20070721

Secret Buildings You May Not Photograph, Part 643

If you happen by 3701 N. Fairfax Drive in Arlington and decide you have a sudden craving for a photograph of a generic suburban office building, and you point your camera at said structure, you will rather quickly be greeted by uniformed security folks who will demand that you delete the image and require that you give up various personal information.

When Keith McCammon unwittingly took a picture of that building, he was launched on an odyssey that has so far involved an Arlington police officer, the chief of police and the defense of the United States of America.

McCammon could not have been expected to know when he wandered by the building that it houses the Defense Advanced Research Projects Agency, a low-profile wing of the Defense Department that conducts all manner of high-tech research that evolves into weapons systems and high-order strategery.

DARPA's presence at 3701 N. Fairfax is hardly a government secret--Google finds nearly 10,000 pages listing the agency's use of the building. But there's no big fat sign on the building, so how was McCammon to know that this was a building he dared not photograph? And why would the government care if anyone took a picture of the exterior of an office building? This is as silly and hypersensitive as the now-common harassment of people who innocently take pictures of random federal buildings in the District.

McCammon decided to fight back. He demanded to know why he had been stopped, why the government needed his personal information, and why any record of the incident should be kept in government records. He got quick, polite responses from Arlington officials.

"I hope that you would agree that the security of any such building is of great importance and every law enforcement officer is duty bound to investigate all suspicious activity," wrote Arlington Acting Police Chief Daniel Murray. "I am certainly not implying that a person taking photographs is inherently 'suspicious,' but when the appearance is that the subject of a photograph is a government installation, officers have a duty to ensure the safety of the occupants of this structure."

Hmmm.
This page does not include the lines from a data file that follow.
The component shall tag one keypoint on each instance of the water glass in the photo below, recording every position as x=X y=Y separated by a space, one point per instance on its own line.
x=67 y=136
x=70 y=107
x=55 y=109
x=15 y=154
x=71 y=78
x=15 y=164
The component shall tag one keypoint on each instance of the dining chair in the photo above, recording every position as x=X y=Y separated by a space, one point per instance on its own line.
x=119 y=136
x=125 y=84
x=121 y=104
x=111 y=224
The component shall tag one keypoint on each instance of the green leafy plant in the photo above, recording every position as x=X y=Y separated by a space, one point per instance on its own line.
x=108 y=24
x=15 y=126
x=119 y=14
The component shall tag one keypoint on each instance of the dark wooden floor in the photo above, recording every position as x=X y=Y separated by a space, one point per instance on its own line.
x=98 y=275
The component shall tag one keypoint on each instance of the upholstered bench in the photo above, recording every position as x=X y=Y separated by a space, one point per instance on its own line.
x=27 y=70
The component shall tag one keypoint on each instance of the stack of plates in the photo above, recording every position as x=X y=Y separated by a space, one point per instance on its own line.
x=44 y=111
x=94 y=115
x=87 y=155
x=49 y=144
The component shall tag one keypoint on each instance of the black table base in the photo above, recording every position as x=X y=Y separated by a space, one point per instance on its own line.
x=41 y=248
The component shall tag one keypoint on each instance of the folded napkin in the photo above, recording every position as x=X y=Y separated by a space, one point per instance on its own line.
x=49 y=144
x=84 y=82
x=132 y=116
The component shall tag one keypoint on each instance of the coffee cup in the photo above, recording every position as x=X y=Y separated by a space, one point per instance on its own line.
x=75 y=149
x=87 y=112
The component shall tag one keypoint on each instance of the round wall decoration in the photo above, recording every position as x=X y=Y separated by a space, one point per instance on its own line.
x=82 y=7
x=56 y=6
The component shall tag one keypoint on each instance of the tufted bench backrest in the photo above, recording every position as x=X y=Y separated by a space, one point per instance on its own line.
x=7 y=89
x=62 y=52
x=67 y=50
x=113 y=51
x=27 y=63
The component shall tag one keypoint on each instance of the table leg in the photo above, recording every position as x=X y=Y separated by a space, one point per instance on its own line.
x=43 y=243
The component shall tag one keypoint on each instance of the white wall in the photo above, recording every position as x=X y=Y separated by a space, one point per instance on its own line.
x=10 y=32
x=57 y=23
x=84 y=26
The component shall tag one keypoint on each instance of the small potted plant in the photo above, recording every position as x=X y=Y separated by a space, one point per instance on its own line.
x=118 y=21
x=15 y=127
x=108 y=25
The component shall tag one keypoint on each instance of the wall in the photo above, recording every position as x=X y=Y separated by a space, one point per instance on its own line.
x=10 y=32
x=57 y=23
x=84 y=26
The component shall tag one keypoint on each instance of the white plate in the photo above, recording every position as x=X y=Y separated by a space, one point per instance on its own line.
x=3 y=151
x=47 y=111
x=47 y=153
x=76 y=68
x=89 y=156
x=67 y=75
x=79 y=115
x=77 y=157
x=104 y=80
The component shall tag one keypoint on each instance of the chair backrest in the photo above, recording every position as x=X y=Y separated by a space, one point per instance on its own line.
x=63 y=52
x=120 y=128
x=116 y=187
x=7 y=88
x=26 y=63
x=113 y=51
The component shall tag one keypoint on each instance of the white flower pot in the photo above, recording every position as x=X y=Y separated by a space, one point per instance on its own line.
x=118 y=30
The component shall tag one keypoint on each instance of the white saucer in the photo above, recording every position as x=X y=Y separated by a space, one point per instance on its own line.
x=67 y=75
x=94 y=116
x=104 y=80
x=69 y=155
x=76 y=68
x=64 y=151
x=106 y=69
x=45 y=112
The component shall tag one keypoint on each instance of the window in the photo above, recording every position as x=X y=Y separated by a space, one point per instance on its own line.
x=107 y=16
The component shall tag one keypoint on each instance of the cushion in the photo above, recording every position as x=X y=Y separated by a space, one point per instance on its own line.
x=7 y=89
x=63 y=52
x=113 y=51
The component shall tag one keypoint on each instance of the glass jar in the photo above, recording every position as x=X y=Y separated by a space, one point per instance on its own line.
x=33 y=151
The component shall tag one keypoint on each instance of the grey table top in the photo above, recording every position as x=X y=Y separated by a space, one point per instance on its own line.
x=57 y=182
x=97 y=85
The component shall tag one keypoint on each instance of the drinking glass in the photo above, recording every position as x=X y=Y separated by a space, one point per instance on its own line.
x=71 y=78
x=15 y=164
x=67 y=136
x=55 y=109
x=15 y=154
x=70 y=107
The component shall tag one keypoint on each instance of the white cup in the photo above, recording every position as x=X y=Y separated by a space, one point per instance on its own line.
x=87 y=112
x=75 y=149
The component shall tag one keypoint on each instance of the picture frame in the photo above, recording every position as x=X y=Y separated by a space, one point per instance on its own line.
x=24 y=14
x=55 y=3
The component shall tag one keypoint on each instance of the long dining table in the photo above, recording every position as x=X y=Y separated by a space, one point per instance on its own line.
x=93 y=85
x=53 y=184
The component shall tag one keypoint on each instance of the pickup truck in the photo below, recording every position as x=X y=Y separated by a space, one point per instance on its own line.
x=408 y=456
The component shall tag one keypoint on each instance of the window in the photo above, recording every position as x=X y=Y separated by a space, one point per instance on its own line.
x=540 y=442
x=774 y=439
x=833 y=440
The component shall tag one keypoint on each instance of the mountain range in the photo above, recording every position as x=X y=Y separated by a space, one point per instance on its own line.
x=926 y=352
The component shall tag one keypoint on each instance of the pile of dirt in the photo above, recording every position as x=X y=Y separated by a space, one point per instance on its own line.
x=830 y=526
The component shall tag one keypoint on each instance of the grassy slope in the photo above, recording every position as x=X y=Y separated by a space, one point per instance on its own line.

Any government installation? This overly broad approach to security is why we end up with ridiculous horror stories about innocent tourists getting hassled for taking photos of the Lincoln Memorial or the Department of the Interior. The good news here is that Arlington police didn't take a report or create a file on McCammon. The bad news is that they did pass his information along to "the internal security agency for this installation." Which means that somewhere in the vast security apparatus that we have constructed since 9/11--utterly ignoring the fact that the Soviet empire collapsed under the weight of its own paranoid security apparatus--there is now a report on Keith McCammon, photographer.

The bottom line is that McCammon was caught in a classic logical trap. If he had only known the building was off-limits to photographers, he would have avoided it. But he was not allowed to know that fact. "Reasonable, law-abiding people tend to avoid these types of things when it can be helped," McCammon wrote. "Thus, my request for a list of locations within Arlington County that are unmarked, but at which photography is either prohibited or discouraged according to some (public or private) policy. Of course, such a list does not exist. Catch-22."

The only antidote to this security mania is sunshine. Only when more and more Americans do as McCammon has done and take the time and effort to chronicle these excesses and insist on answers from authorities will we stand a chance of restoring balance and sanity to the blend of liberty and security that we are madly remixing in these confused times.